The recent strikes at BART and the city of Oakland came on the first day union contracts expired. Hayward city workers also have authorized a strike as their contract comes to an end.
Castelli said SEIU is sending a message to government agencies that for years have used delay tactics to squeeze worker concessions. If employers let their contracts expire, Castelli said, "generally speaking from SEIU 1021, you're going to get a strike."
While the Oakland strikes resulted in little public outrage and quick management concessions, the BART strike produced angry riders and little traction at the bargaining table. "I think it may have backfired against them," said Sarah Anzia, an assistant professor at UC Berkeley's Goldman School of Public Policy. "It seemed that there was a sizable chunk of the public who felt that BART employees overreached out of self interest."
Castelli was born in a small mining town, the grandson of a pro-union Italian-immigrant coal miner. He became a community organizer in southern Virginia after graduating from junior college and started working for the textile union while teaming up with it to close a hazardous-waste site.
"Pete was a bit of a rebel," said Harris Raynor, an SEIU southern regional director who mentored Castelli with the textile union. "He was the guy at every staff meeting who had the most questions. He doesn't accept the accepted truths before they are proven to him."
Castelli, a married father of two who wears a bear claw necklace, doesn't subscribe to the notion that a victory for public sector unions won't trickle down to other workers.
"Our answer is that if we lose, you lose," he said.
Steven Pitts, a labor policy specialist at UC Berkeley's Center for Labor Research and Education, said that in some industries private employers might feel pressure to keep up with gains in public sector compensation.

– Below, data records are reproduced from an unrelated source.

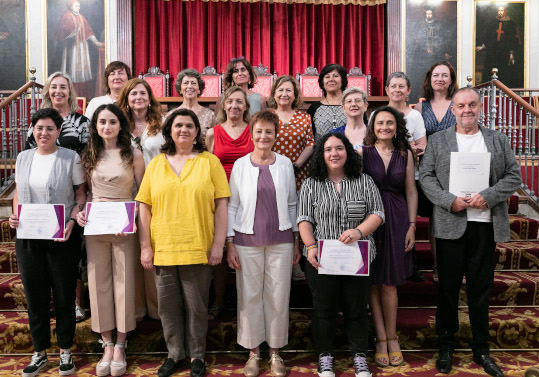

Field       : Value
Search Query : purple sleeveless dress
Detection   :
[363,146,412,285]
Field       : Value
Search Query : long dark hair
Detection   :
[363,106,416,161]
[310,132,362,181]
[161,108,205,156]
[81,103,133,181]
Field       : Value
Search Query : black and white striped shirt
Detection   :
[297,174,385,260]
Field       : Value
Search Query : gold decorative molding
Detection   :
[163,0,387,6]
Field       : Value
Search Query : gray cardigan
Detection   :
[419,126,522,242]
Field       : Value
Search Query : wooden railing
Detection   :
[0,68,43,195]
[474,69,539,202]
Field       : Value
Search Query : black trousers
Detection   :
[436,221,496,355]
[15,234,80,352]
[305,262,370,355]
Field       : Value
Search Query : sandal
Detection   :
[374,339,389,368]
[75,305,86,323]
[95,339,114,377]
[110,340,127,377]
[208,303,224,321]
[387,336,404,367]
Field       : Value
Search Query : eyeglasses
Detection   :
[131,136,142,152]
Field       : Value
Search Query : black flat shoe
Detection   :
[191,359,206,377]
[157,358,182,377]
[436,351,453,374]
[474,355,503,377]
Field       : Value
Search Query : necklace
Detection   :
[374,145,395,156]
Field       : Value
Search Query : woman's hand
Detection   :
[9,213,19,229]
[307,247,320,270]
[140,247,153,270]
[208,244,223,266]
[339,228,361,245]
[292,241,301,264]
[226,243,241,270]
[404,226,415,253]
[54,219,75,242]
[77,210,88,227]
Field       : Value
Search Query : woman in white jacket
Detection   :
[227,111,300,377]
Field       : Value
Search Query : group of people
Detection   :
[10,58,520,377]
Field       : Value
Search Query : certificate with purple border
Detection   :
[318,240,370,276]
[17,204,65,240]
[84,202,136,236]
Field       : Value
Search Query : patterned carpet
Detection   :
[0,352,539,377]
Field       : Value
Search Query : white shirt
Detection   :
[456,131,492,223]
[15,151,86,203]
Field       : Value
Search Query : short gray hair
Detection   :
[342,86,369,105]
[386,72,412,88]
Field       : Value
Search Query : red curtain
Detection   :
[135,0,385,95]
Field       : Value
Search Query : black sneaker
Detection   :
[22,352,49,377]
[191,359,206,377]
[157,358,183,377]
[318,353,335,377]
[354,353,372,377]
[59,351,77,376]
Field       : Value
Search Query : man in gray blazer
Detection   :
[419,88,521,377]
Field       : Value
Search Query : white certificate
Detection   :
[84,202,136,236]
[17,204,65,240]
[449,152,490,197]
[318,240,370,276]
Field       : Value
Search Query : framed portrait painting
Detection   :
[401,0,458,103]
[0,0,28,91]
[474,0,527,88]
[43,0,107,100]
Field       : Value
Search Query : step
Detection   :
[0,307,539,354]
[415,241,539,272]
[0,350,539,377]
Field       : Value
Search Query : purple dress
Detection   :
[363,146,412,285]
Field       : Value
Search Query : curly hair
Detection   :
[267,75,302,110]
[118,78,161,135]
[309,132,363,181]
[161,108,206,156]
[216,86,251,124]
[174,68,206,97]
[363,106,416,161]
[223,56,256,90]
[41,72,79,113]
[318,64,348,97]
[423,60,459,101]
[103,60,133,94]
[81,103,133,182]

But Stanford University professor Terry Moe, who is a fellow at the Hoover Institution, said prior triumphs by public employee unions had no impact on the private sector, where employers cut benefits and shed pensions.
"Private employers have to be very cost conscious," Moe said. "Governments are not competitive and they don't go out of business."
Castelli sees little difference between the $15-an-hour factory workers he represented and BART workers who make an average $78,000 a year and don't contribute to their pensions. And increasingly he sees little difference between the mill operators who would simply fire his organizing committee and BART leaders, whom he said caught the union off guard with a sophisticated public relations campaign.
Much like during the BART strike 16 years ago, polls show little public sympathy for striking workers.
Castelli said he had no regrets about the strike and won't rule out shutting down BART again if progress isn't made at the bargaining table.
"I guess people can question tactics, but this thing hasn't played itself out," he said. "We're going to keep standing up, and we're not backing down."
Contact Matthew Artz at 510-208-6435.
Family: Married father of two
Job: Executive director of SEIU Local 1021, a 52,000-member unit spanning from Fremont to the Oregon border and one of two unions that orchestrated the recent BART strike
Quote: "What happened to our country that workers who want to retire, who don't want to pay tons of money on health care and who want to have a decent living, somehow have become vilified?"